In 1948 in the US, pregnant women were not allowed to be teachers in 57% of public school districts because “the sight of pregnant women would unfavorably influence students” and because “pregnant teachers’ minds would not be on their work.”
“Breaker boys” between age 8-12 were employed to work 10 hours a day, 6 days a week to separate impurities from coal. Despite public disapproval, the practice of employing children in this line of work lasted for decades, only finally ending in the US in the 1920s.
In 2012 a German civil servant, in an email announcing his retirement to his colleagues, admitted that he had done zero work for the last 14 years
An EPA employee told his bosses that he worked for the CIA and didn’t go to work for most of 10 years.
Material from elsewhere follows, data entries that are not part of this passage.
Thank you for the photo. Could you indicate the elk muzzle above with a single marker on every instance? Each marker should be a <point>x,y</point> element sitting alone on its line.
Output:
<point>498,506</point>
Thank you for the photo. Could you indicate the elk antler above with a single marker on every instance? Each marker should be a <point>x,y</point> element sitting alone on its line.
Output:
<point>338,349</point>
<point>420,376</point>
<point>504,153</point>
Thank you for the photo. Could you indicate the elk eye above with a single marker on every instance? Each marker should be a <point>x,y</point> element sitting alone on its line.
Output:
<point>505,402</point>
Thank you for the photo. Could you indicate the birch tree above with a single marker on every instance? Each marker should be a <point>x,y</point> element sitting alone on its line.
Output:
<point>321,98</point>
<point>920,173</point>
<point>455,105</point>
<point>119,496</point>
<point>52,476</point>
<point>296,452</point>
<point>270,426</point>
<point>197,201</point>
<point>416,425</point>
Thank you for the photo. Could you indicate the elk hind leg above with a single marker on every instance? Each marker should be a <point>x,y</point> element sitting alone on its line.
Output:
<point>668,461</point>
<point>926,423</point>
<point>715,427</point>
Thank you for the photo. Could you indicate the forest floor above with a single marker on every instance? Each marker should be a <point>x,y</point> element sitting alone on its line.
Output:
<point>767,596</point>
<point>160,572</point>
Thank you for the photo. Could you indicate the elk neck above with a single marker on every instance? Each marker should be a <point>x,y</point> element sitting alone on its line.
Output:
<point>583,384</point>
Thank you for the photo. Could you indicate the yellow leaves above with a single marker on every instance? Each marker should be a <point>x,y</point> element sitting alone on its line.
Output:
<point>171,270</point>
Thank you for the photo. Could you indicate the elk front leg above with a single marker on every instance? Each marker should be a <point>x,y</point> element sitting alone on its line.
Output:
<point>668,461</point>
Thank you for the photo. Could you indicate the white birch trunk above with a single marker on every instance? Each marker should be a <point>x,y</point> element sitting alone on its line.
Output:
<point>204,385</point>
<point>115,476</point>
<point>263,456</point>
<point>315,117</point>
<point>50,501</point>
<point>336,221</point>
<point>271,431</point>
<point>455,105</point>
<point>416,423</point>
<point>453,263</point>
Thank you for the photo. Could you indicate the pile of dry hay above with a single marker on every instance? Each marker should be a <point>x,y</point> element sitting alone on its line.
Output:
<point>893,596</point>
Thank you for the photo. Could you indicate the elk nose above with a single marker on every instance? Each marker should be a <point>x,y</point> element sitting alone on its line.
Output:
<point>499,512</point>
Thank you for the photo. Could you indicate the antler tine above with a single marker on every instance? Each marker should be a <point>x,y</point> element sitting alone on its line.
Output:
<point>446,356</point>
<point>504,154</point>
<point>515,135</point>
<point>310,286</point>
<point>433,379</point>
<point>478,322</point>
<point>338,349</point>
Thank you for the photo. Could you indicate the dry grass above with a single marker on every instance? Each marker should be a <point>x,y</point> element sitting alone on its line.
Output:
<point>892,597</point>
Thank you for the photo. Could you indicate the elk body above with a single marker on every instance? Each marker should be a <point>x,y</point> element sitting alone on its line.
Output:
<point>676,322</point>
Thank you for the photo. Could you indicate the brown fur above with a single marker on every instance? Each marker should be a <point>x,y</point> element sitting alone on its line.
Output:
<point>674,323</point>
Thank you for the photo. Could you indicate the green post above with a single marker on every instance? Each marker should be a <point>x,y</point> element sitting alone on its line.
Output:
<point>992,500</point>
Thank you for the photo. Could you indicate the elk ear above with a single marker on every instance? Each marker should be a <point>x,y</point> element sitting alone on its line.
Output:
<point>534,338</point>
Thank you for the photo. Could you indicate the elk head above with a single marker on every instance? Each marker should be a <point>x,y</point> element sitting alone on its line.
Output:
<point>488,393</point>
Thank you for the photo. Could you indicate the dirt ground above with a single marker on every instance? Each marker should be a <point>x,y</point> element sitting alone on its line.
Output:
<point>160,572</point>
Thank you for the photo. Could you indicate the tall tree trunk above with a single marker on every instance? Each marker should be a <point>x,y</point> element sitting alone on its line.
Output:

Thomas Edison would give potential employees a bowl of soup during the interview, if they salted or peppered the soup before tasting it they wouldn’t get the job. This was to test whether the employees had analytical minds and didn’t make assumptions.
A man from Spain skipped work for 6 years whilst still being payed before anyone noticed.
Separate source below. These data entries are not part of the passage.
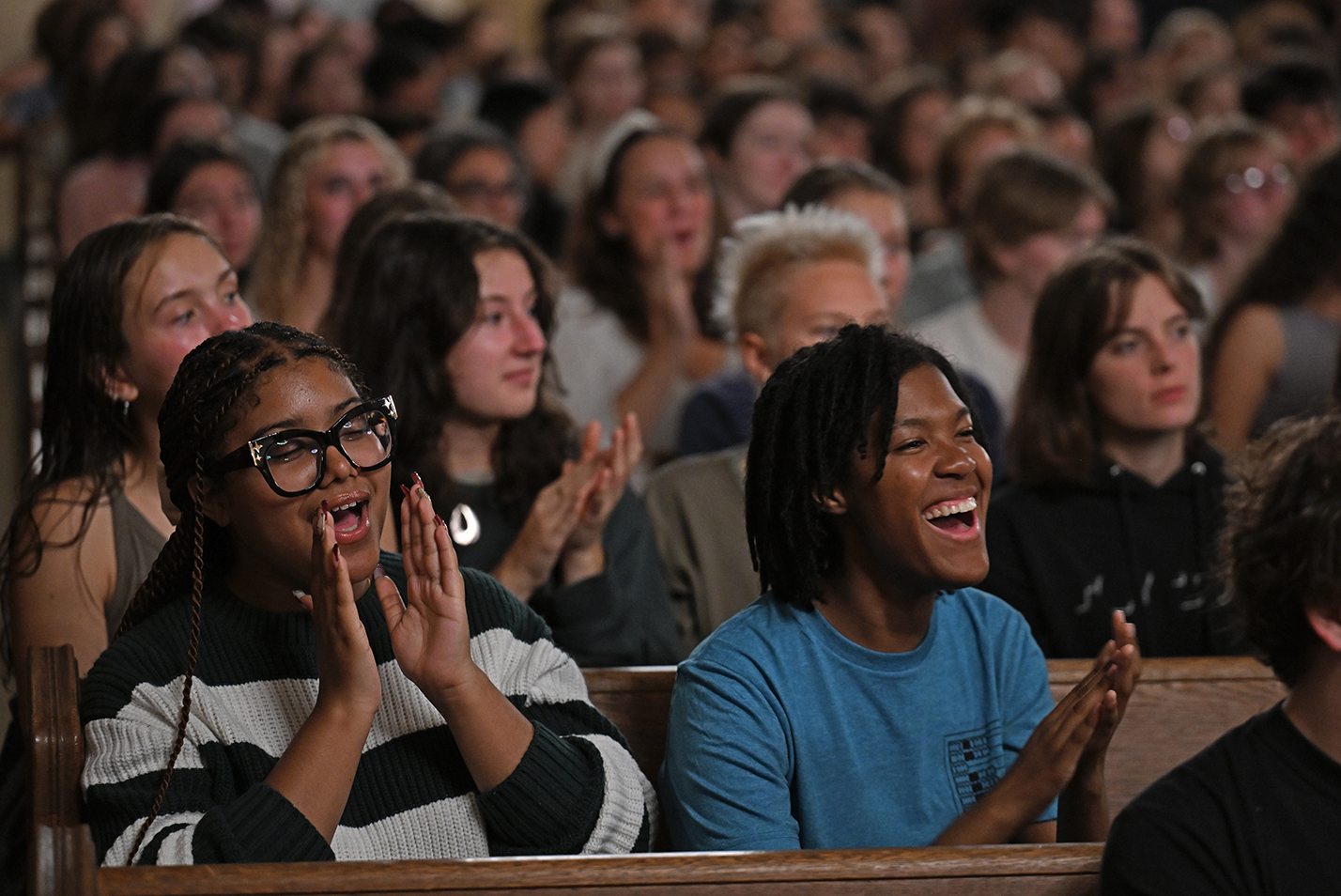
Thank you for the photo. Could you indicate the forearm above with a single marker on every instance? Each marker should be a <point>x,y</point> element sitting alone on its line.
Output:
<point>491,733</point>
<point>1083,807</point>
<point>318,767</point>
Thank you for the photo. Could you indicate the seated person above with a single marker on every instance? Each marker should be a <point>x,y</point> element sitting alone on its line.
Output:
<point>1028,213</point>
<point>873,698</point>
<point>1116,501</point>
<point>793,278</point>
<point>1258,811</point>
<point>285,692</point>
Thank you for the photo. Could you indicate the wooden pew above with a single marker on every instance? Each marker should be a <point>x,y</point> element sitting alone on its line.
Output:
<point>971,871</point>
<point>1180,705</point>
<point>1179,708</point>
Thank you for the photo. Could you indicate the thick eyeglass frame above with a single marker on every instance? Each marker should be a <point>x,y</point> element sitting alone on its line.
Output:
<point>254,452</point>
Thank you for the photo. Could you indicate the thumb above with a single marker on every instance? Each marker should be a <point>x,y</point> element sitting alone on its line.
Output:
<point>389,595</point>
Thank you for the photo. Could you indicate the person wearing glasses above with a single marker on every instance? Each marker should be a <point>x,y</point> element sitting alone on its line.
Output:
<point>1235,187</point>
<point>1272,350</point>
<point>285,691</point>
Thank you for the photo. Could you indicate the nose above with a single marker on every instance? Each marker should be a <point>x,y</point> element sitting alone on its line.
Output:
<point>337,467</point>
<point>527,337</point>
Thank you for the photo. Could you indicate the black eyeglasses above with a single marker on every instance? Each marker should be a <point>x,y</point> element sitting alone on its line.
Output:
<point>294,460</point>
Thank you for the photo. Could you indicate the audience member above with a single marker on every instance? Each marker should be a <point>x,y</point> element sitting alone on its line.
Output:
<point>1272,351</point>
<point>1256,811</point>
<point>792,279</point>
<point>978,131</point>
<point>1237,185</point>
<point>480,169</point>
<point>129,303</point>
<point>904,138</point>
<point>1299,98</point>
<point>451,316</point>
<point>636,332</point>
<point>213,187</point>
<point>329,657</point>
<point>1115,498</point>
<point>331,168</point>
<point>1028,213</point>
<point>757,140</point>
<point>871,667</point>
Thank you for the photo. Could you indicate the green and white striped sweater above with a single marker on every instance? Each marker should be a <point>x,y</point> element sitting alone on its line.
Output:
<point>576,790</point>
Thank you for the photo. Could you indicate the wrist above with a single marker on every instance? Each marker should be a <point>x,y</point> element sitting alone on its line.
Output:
<point>583,563</point>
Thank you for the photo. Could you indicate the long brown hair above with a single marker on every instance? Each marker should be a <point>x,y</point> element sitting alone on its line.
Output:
<point>1055,438</point>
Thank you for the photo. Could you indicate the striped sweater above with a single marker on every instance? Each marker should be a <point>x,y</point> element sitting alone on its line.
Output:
<point>577,788</point>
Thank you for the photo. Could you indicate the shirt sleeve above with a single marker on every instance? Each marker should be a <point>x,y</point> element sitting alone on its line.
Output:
<point>577,788</point>
<point>726,780</point>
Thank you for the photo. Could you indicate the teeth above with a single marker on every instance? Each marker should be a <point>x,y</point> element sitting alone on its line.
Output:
<point>951,507</point>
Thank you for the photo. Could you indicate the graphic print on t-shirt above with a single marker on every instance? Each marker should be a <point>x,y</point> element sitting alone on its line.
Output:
<point>973,760</point>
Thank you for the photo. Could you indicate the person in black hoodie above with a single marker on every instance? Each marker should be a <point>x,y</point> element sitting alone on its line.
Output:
<point>1116,501</point>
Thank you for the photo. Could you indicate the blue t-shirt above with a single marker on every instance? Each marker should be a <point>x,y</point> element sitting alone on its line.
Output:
<point>785,734</point>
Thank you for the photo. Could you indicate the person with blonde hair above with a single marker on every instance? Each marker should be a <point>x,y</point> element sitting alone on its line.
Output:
<point>792,278</point>
<point>331,168</point>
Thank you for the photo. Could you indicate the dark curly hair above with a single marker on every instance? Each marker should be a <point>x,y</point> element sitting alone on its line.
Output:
<point>1282,544</point>
<point>207,398</point>
<point>820,407</point>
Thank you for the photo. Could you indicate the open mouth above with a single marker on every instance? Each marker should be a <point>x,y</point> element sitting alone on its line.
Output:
<point>956,517</point>
<point>350,520</point>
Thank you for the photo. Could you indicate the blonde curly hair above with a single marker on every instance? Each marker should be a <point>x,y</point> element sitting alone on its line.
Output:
<point>284,240</point>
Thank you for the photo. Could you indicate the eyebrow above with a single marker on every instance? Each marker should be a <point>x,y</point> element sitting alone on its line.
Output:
<point>190,291</point>
<point>288,423</point>
<point>923,422</point>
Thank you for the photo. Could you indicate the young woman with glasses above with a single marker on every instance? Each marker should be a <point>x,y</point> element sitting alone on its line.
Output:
<point>288,692</point>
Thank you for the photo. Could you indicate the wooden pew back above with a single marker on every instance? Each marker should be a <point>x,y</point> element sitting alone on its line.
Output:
<point>1180,705</point>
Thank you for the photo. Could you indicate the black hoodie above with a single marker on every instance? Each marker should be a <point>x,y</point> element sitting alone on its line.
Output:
<point>1068,555</point>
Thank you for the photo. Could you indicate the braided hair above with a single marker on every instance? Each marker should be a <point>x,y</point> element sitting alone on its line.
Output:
<point>818,408</point>
<point>203,404</point>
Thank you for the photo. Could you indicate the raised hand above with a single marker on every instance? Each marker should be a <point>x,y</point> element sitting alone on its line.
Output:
<point>345,664</point>
<point>431,633</point>
<point>554,514</point>
<point>1121,660</point>
<point>620,459</point>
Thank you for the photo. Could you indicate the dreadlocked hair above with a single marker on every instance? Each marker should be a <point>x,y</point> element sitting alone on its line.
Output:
<point>818,408</point>
<point>203,406</point>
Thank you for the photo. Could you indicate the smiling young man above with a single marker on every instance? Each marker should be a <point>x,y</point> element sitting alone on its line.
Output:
<point>873,698</point>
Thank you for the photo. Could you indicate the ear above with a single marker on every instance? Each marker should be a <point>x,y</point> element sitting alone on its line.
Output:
<point>833,503</point>
<point>1327,626</point>
<point>116,385</point>
<point>210,499</point>
<point>755,356</point>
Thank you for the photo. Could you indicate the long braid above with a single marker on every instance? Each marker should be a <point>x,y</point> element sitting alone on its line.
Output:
<point>218,363</point>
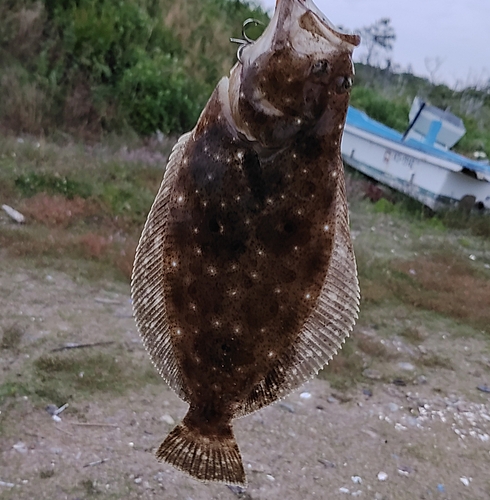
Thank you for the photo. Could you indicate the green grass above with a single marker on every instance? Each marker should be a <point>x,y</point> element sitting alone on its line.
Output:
<point>59,378</point>
<point>73,376</point>
<point>11,337</point>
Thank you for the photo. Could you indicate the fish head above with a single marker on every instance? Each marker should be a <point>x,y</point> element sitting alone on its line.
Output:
<point>296,76</point>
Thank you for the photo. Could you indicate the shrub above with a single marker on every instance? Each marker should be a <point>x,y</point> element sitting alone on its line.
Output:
<point>157,94</point>
<point>391,113</point>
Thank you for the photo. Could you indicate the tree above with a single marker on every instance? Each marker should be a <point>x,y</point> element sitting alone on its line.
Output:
<point>378,36</point>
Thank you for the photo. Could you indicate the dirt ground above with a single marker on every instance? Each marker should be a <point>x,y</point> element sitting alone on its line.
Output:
<point>425,436</point>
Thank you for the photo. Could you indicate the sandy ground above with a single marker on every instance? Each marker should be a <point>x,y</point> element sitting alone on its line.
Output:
<point>427,439</point>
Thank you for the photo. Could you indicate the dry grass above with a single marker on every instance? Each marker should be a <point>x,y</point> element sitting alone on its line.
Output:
<point>447,284</point>
<point>56,210</point>
<point>12,337</point>
<point>412,334</point>
<point>442,282</point>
Belgium has a Time Credit System that entitles employees to take a one year secured absence to prevent burn-out and provide an opportunity to pursue other things in life.
On New Year’s Eve 2014, 835 of 1000 police officers meant to be on duty in Rome phoned in sick.
In 2010 research was done to find the most effective promotion strategy for employers. For the control group they used random selection. Random won.
In Japan, rōnin (the term for a masterless samurai) also nowadays refers to someone who is unemployed.